The Women, Peace, and Security (WPS) agenda, codified through United Nations Security Council Resolution 1325, is missing from the United States’ discourse on strategic competition in myriad ways, but its inclusion will be vital for effective integrated deterrence. The U.S. has played an active role in leading WPS issues globally. It has developed national action plans, legislation, national strategies, and institutionally specific implementation plans across four agencies: the Department of Defense, the Department of State, the U.S. Agency for International Development, and the Department of Homeland Security. Despite these initiatives, however, the WPS agenda remains sidelined and siloed from more critical national strategies such as the national security strategy and the national defense strategy, as well as from professional military education.

In recent years, the U.S. has been increasingly focusing on the overarching goals of strategic competition and integrated deterrence, and including the WPS agenda will be vital to achieving those goals.
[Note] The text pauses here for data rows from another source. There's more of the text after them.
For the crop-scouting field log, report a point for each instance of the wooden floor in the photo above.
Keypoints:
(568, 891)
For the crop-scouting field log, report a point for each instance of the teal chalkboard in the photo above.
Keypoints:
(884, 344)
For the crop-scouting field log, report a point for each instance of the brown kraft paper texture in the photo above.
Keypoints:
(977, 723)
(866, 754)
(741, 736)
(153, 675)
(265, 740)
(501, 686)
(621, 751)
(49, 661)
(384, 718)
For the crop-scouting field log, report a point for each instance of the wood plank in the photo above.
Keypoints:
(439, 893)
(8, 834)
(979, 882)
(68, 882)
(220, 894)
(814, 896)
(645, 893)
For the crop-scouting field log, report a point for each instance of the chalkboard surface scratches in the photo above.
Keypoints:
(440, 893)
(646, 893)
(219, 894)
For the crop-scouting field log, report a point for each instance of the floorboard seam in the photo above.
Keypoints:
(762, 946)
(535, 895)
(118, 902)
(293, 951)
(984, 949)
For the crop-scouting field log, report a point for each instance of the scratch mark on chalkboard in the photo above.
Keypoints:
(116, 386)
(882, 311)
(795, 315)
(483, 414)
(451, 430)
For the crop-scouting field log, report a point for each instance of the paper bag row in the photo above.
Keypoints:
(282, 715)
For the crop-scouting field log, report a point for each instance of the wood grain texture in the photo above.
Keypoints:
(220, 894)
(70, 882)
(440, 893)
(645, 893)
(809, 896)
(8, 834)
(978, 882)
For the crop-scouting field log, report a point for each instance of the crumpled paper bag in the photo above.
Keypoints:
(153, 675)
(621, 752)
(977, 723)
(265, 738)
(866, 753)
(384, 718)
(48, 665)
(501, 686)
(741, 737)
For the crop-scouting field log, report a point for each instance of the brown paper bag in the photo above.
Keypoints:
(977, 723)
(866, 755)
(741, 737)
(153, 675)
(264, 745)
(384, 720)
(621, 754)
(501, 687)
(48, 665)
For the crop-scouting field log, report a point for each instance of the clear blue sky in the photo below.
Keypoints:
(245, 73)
Strategic competition is interpreted in a variety of ways within the U.S. government. However, in comments made at the Baltic Military Conference in 2021, Department of Defense (DOD) then-Undersecretary Colin Kahl defined an important component of integrated deterrence to be “working alongside our allies and partners to advance common interests and shared values.” WPS can provide crucial additional perspectives and approaches to this work, so institutionalizing the WPS agenda within strategic competition and integrated deterrence is a low-cost, high-reward value-add for the department.
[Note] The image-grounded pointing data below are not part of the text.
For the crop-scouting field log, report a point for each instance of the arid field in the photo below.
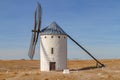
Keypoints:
(79, 70)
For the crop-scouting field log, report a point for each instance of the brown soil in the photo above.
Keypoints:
(79, 70)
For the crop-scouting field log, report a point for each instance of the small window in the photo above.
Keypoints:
(51, 36)
(52, 51)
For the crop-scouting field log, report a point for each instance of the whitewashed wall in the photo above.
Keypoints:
(60, 51)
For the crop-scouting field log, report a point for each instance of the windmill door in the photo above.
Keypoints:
(52, 65)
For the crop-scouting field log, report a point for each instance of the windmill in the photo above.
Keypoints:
(53, 45)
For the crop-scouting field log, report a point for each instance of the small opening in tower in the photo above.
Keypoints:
(45, 37)
(51, 36)
(52, 51)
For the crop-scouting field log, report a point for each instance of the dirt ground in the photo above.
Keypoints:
(79, 70)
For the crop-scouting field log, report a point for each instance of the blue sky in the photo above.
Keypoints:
(95, 24)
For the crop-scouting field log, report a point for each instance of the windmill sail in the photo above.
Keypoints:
(98, 62)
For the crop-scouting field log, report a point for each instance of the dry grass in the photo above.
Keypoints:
(79, 70)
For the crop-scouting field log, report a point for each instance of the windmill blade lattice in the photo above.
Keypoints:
(35, 32)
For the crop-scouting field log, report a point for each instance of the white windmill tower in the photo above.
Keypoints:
(53, 45)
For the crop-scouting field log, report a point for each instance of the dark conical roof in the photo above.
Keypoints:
(53, 28)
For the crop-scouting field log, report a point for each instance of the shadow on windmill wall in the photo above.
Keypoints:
(45, 53)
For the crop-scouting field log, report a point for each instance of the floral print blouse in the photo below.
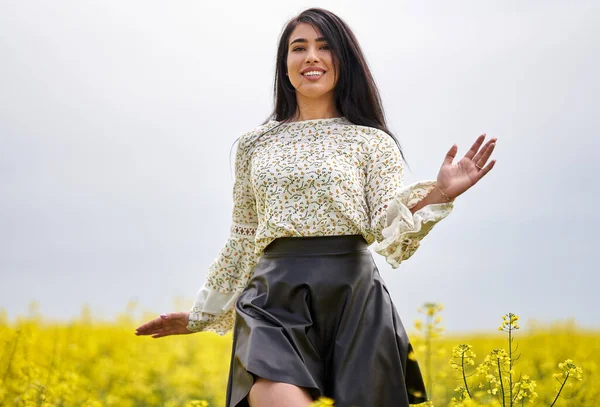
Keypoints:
(312, 178)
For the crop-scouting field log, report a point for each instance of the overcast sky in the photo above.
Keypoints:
(117, 118)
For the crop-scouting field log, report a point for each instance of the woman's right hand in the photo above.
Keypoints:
(174, 323)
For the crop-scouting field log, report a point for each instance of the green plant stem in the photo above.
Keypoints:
(428, 357)
(501, 384)
(14, 349)
(560, 390)
(510, 359)
(462, 361)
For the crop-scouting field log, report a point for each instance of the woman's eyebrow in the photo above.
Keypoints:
(319, 39)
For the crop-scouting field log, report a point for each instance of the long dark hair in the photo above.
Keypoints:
(356, 95)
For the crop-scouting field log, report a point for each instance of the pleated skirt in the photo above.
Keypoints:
(318, 315)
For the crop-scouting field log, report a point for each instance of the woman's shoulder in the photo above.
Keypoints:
(248, 139)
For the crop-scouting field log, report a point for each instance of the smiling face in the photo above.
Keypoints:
(310, 63)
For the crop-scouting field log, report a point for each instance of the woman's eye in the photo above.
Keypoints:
(302, 48)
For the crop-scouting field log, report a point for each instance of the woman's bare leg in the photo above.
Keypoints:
(266, 393)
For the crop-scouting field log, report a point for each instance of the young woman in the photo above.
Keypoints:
(315, 186)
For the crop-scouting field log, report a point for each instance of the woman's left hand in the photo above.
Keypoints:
(454, 179)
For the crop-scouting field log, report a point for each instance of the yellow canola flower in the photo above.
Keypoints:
(322, 402)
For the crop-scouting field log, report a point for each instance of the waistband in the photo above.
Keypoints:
(317, 245)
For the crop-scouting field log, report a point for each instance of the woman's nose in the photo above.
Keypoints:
(311, 55)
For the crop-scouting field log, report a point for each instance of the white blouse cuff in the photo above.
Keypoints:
(210, 306)
(405, 230)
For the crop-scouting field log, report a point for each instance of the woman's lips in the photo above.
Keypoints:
(314, 77)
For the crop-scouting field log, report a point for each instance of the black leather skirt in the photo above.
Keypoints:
(318, 315)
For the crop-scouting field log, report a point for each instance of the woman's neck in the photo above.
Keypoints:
(310, 109)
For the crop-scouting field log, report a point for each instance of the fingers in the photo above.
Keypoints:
(451, 154)
(482, 156)
(166, 332)
(150, 327)
(486, 169)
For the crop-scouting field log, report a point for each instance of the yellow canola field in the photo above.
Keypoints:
(87, 363)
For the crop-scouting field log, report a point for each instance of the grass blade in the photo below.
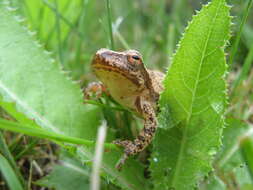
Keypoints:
(238, 36)
(109, 20)
(9, 174)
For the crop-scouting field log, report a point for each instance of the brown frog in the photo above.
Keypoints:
(133, 86)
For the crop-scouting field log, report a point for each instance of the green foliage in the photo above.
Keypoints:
(70, 174)
(43, 102)
(44, 94)
(195, 96)
(9, 174)
(229, 157)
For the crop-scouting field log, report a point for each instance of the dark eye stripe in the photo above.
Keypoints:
(136, 57)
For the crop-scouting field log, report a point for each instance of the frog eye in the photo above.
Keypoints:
(136, 57)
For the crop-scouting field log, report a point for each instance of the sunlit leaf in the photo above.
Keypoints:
(194, 100)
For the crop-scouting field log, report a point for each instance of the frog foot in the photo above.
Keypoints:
(129, 149)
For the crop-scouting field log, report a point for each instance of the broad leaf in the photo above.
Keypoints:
(193, 102)
(30, 79)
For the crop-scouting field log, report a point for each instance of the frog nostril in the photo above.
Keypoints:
(136, 57)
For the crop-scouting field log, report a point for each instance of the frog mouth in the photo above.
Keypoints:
(109, 68)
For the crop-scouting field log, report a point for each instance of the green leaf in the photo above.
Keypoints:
(213, 183)
(9, 174)
(30, 79)
(194, 100)
(246, 146)
(70, 174)
(36, 85)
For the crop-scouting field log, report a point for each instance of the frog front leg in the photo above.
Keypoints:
(94, 90)
(144, 138)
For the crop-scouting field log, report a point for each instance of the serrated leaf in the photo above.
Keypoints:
(30, 79)
(195, 92)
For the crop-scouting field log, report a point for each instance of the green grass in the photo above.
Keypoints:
(72, 31)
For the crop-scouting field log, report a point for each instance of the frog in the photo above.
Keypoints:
(123, 75)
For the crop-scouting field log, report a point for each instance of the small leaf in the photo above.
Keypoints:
(195, 92)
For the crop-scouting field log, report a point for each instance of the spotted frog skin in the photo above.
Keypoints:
(133, 86)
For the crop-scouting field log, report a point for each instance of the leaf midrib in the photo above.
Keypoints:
(182, 147)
Anonymous interviews with 63 individuals across the U.S. government, civil society, and academia demonstrate why WPS inclusion matters and elucidate some of the challenges to its integration. The U.S. Indo-Pacific Combatant Command’s WPS work serves as a case study for why WPS is vital for building regional resilience and maintaining free and open societies.

Key Recommendations:
■ Increase hiring across all levels. Having WPS expertise in civil society, as contractors, and within and across the military is fundamental for the sustainable and effective implementation of the WPS agenda.
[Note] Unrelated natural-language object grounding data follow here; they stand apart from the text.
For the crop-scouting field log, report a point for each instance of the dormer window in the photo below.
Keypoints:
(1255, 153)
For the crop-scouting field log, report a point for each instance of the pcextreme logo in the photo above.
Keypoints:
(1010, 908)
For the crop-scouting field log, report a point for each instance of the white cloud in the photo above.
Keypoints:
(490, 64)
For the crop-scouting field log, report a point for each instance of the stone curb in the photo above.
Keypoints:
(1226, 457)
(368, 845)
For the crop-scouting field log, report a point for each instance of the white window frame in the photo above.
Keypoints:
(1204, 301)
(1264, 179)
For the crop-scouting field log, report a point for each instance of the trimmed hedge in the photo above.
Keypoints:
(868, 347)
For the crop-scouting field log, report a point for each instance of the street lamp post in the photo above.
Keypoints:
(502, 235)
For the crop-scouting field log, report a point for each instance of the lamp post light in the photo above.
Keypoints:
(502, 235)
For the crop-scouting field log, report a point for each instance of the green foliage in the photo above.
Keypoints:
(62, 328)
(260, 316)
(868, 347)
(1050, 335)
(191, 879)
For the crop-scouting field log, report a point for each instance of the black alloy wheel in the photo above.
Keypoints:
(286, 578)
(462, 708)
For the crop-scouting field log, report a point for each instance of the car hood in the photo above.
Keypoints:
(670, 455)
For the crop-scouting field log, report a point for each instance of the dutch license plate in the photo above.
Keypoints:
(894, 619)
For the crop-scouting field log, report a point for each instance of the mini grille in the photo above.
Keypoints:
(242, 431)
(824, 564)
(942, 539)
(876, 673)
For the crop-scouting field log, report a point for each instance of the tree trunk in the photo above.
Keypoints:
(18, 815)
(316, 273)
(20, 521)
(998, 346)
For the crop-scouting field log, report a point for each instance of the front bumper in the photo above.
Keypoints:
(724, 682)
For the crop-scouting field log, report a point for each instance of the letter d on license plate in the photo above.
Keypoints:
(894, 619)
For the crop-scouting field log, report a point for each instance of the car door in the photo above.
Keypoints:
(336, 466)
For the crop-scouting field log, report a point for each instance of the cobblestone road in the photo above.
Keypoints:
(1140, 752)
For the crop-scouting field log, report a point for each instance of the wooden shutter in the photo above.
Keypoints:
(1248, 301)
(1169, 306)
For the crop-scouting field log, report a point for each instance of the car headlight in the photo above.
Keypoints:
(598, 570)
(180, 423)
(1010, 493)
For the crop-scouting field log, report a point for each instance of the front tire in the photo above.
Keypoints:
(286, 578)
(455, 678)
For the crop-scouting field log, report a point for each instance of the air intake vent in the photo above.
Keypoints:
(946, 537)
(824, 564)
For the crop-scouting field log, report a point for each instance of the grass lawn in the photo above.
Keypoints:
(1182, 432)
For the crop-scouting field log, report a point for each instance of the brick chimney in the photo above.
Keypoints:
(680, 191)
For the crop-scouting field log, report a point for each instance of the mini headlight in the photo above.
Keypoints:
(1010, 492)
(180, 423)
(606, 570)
■ Incorporate the WPS agenda into all forthcoming DOD and national security strategies. This will showcase the administration’s and the secretary of defense’s commitment to this agenda and falls in line with the expectations set by the Women, Peace, and Security Act of 2017.

■ Mainstream the WPS agenda and gender analysis skills into professional military education. This will allow for a broader reach of knowledge across various military specialties. Mandating additional training using the existing two-hour WPS Joint Knowledge Online courses is a way to reach a wider audience in the meantime.

■ Increase funding for the WPS agenda. This is essential for the long-term success of current WPS programming and creative growth in this space.

■ The WPS agenda in the U.S. is still in its nascent stages of implementation, and additional research is important for the future of the agenda. Such research could focus on topics such as a feminist analysis of statecraft in the Indo-Pacific region, women’s economic empowerment as a means of positive and
sustainable peace, a gendered lens on climate resilience, and mainstreaming gender analysis into departmental trainings and initiatives.